Vietnam recorded its largest trade deficit on record in May 2024 as inbound shipments surged [1].
This economic shift occurs as the U.S. government increases scrutiny of Vietnam's trade practices, creating a dual challenge for the Southeast Asian nation's financial stability and its relationship with a primary trading partner.
Trade authorities said that inbound shipments increased 33.8% in May [1]. This surge was driven largely by rising global prices for raw materials, which pushed the deficit to an unprecedented level [1].
Simultaneously, the U.S. has signaled that new tariffs may be imposed on Vietnamese goods. On May 30, 2024, the U.S. announced an investigation into the country's intellectual property practices [2].
The investigation focuses on how Vietnam enforces intellectual property laws. U.S. officials said that failure to protect these rights could lead to trade penalties, a move that would further complicate Vietnam's trade balance.
Vietnam has positioned itself as a critical alternative to China for global manufacturing. However, the combination of record-high import costs and the threat of U.S. tariffs creates significant volatility for the government and local trade authorities [1], [2].
“Vietnam recorded its largest trade deficit on record in May 2024”

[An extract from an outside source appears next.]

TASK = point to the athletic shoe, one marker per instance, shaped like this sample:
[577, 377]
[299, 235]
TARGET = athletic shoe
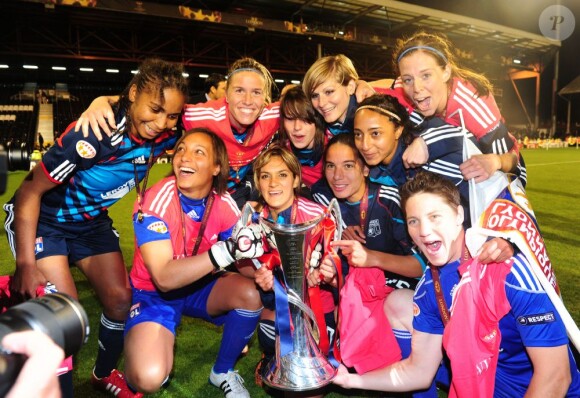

The convergence of a record trade deficit and U.S. regulatory pressure suggests that Vietnam's rapid growth as a manufacturing hub is facing systemic friction. While the deficit reflects global commodity price swings, the U.S. investigation into intellectual property indicates a shift toward stricter enforcement of trade standards, which could limit Vietnam's ability to attract high-tech investment if tariffs are implemented.